Interment was made in the Lynn cemetery beside the body of her deceased husband. The pall bearers were six of her grandsons, Leo, Gilbert, Raymond, Carl and Rudolph Sternitzky, and Carl Opelt.

Deceased was born Catherine Miller, a daughter of Mr. and Mrs. Lambert Miller at Hartford Wis., and later became a resident of Neillsville. She was born Dec. 20th, 1845, at Hartford, Wis., and when she was ten years old came to Neillsville with her parents, where she grew to womanhood. On Feb. 11th, she was married to Carl Sternitzky. Mr. and Mrs. Sternitzky settled in the town of Lynn, on the farm where she has always lived and where she died. There were born to them four children, two sons and two daughters, Albert and William, Mrs. John Martin and Mrs. Max Opelt, all residing in Lynn except Mrs. Opelt, who a few months ago moved from here to her new home in the town of Levis. Mr. Sternitzky died 17 years ago on the 12th of this month. On Sept. 20th, 1904, deceased was married to Lucas Hale, and he with her four children, 19 grandchildren and 10 great-grandchildren survive her. She also leaves two sisters, Mesdames Anna and Elizabeth Ayers. To say she will be missed inadequately expresses the vacancy made by the hand of the grim reaper. She was a kind neighbor and a faithful friend, and in her younger days she was ever offering her aid to the sick and the suffering. Her life was spent honestly and industriously and her memory will long remain in the hearts of her neighbors and friends. The floral tributes sent in during her illness and for the funeral were many and beautiful.
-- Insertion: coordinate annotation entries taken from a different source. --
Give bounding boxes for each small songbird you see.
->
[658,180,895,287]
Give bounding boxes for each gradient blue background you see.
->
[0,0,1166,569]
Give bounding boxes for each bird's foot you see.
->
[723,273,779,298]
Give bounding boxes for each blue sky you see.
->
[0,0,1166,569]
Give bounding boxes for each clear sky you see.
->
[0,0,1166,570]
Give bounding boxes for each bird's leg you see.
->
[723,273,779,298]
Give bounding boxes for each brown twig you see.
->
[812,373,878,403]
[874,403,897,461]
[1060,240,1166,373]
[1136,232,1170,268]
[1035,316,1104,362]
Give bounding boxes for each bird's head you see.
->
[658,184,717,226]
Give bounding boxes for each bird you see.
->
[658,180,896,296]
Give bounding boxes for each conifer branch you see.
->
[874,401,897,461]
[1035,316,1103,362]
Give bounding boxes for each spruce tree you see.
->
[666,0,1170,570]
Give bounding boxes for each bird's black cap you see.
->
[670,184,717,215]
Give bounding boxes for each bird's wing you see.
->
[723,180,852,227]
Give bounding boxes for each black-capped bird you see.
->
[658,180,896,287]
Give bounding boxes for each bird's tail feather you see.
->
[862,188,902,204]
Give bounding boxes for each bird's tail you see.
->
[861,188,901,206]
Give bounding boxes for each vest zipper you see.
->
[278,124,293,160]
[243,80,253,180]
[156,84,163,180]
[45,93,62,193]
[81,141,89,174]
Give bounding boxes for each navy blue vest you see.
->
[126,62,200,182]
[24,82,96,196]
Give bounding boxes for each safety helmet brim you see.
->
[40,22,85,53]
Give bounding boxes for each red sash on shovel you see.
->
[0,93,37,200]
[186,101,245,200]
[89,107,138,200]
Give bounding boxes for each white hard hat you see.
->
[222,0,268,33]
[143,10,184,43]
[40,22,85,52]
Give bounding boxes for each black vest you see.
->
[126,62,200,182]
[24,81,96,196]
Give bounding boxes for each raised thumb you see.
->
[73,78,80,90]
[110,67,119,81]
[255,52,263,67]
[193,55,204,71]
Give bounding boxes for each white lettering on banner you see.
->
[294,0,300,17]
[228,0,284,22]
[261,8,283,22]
The family gave a beautiful floral pillow with the word "Mother", which bespoke the love of the family for their mother. The Carnation Art Club of Lynn gave a carnation piece which showed the honor and esteem in which she was held by the members of the club. She leaves many warm friends who extend their sincere sympathy to the bereaved family. A particularly sad incident which connected with this death was that while Mrs. Max Opelt was at the bedside of her mother, Mr. Opelt and his daughter, Martha, drove home to Levis from here and found his father, Carl Opelt, dead, as a result of heart trouble or apoplexy at 5 o'clock Monday afternoon, and at 10 o' clock that same day, Mrs. Hale passed away.